The building is a "relic of the Cold War".
In 1987, North Korea opened the Liujing Hotel, which means the capital of willow trees and is also another name for Pyongyang. North Korea built the 300-meter-tall, 105-story tower, in part because of competition with South Korea. Because just the year before, a South Korean company built the world's tallest hotel in Singapore at the time, the Westin Stanford.
However, due to engineering problems and the rupture of funds and aid after the collapse of the Soviet Union, the construction of the Liujing Hotel was stopped in 1992, which was 16 years.
In 2008, Egyptian conglomerate Orascom signed an agreement with North Korea to spend $180 million to install glass and metal panels on concrete structures to give the building a sleek appearance.

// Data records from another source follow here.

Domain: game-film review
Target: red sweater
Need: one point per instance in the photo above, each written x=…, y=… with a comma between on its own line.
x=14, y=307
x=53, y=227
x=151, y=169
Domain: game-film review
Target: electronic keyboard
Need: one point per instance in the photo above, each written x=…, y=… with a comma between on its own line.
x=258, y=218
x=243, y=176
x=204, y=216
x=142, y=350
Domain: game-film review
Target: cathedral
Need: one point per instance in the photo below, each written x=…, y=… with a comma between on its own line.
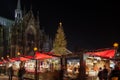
x=22, y=34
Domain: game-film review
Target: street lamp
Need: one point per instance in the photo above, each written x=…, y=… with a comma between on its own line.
x=115, y=45
x=35, y=49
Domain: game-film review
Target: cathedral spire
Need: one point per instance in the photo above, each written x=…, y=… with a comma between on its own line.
x=18, y=12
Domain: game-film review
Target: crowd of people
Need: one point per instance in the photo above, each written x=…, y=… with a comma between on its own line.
x=113, y=74
x=21, y=72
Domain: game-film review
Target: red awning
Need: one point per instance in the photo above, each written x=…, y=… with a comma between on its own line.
x=39, y=55
x=105, y=53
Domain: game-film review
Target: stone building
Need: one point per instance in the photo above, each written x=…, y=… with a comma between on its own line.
x=22, y=34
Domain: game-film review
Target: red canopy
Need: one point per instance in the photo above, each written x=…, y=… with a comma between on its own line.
x=106, y=53
x=39, y=55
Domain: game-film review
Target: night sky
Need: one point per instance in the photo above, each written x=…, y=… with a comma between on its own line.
x=87, y=24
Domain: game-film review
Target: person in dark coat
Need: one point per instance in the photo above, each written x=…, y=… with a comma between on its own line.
x=105, y=73
x=21, y=73
x=100, y=74
x=115, y=73
x=10, y=72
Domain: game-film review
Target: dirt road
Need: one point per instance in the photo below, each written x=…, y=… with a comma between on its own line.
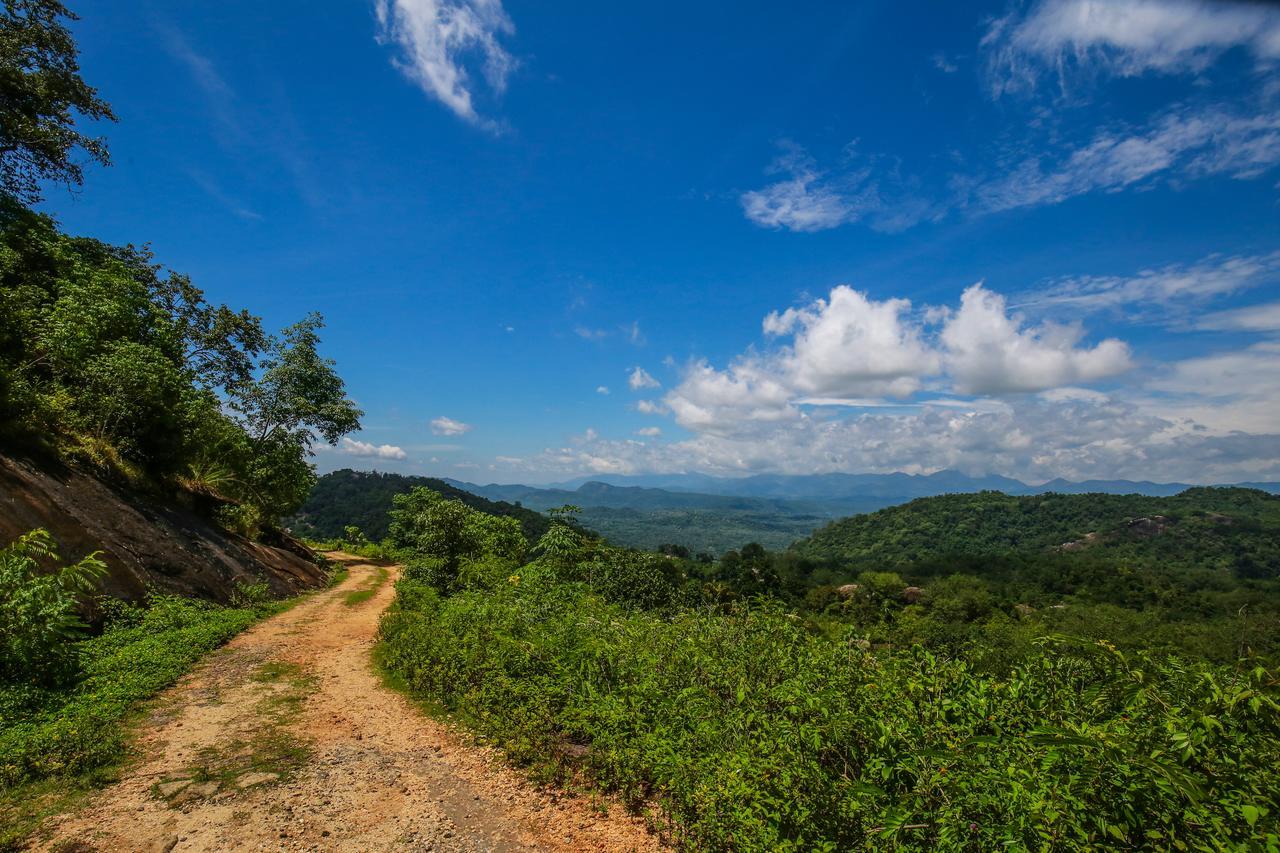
x=286, y=739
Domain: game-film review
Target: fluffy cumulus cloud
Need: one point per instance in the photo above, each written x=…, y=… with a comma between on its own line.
x=1077, y=436
x=849, y=345
x=991, y=352
x=438, y=39
x=856, y=351
x=639, y=379
x=443, y=425
x=851, y=383
x=365, y=450
x=1124, y=37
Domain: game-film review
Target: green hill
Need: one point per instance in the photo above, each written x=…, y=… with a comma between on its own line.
x=364, y=498
x=1230, y=529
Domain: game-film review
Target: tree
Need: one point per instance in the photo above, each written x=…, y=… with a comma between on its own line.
x=428, y=524
x=300, y=393
x=40, y=90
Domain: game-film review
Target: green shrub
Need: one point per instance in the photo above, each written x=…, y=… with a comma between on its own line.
x=39, y=610
x=753, y=733
x=72, y=730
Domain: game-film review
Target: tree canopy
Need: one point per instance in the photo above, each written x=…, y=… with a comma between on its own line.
x=41, y=91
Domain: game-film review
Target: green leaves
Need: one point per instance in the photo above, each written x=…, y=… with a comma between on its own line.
x=757, y=734
x=39, y=610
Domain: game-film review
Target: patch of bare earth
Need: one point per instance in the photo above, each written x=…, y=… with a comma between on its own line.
x=286, y=739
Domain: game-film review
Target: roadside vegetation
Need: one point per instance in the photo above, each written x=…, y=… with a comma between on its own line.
x=940, y=716
x=68, y=697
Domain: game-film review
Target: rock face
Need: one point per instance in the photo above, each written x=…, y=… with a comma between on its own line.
x=144, y=543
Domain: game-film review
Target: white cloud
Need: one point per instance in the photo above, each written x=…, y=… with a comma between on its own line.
x=1033, y=438
x=1124, y=37
x=850, y=350
x=1232, y=391
x=1182, y=144
x=1160, y=291
x=1253, y=318
x=849, y=345
x=371, y=451
x=435, y=36
x=641, y=378
x=988, y=351
x=807, y=199
x=443, y=425
x=810, y=199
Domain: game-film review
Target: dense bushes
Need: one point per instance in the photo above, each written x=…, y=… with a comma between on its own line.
x=1230, y=529
x=48, y=731
x=39, y=610
x=757, y=734
x=874, y=717
x=109, y=360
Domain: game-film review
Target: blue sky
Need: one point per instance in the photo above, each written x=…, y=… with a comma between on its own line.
x=1038, y=240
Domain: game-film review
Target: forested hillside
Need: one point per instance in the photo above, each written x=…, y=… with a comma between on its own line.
x=364, y=498
x=1019, y=696
x=1230, y=529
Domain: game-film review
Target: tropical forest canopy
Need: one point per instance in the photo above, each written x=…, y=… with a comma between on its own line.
x=1059, y=685
x=113, y=360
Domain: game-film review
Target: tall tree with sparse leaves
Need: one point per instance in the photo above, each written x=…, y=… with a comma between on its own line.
x=41, y=92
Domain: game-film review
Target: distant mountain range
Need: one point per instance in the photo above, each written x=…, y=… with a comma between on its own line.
x=799, y=495
x=700, y=512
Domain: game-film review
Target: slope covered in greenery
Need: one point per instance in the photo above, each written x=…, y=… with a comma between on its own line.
x=878, y=717
x=364, y=498
x=1229, y=529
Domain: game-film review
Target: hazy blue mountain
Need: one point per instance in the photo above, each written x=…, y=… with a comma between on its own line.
x=896, y=487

At the end of 2012, the German hotel group Kempinski announced that the Liukin Hotel would partially open under its management in mid-2013, but Kempinski left a few months later.
In 2018, LEDs were installed on the floor of the Liujing Hotel, turning the high-rise building into the largest light show scene in Pyongyang. But its interior remains empty and is the tallest vacant building in the world.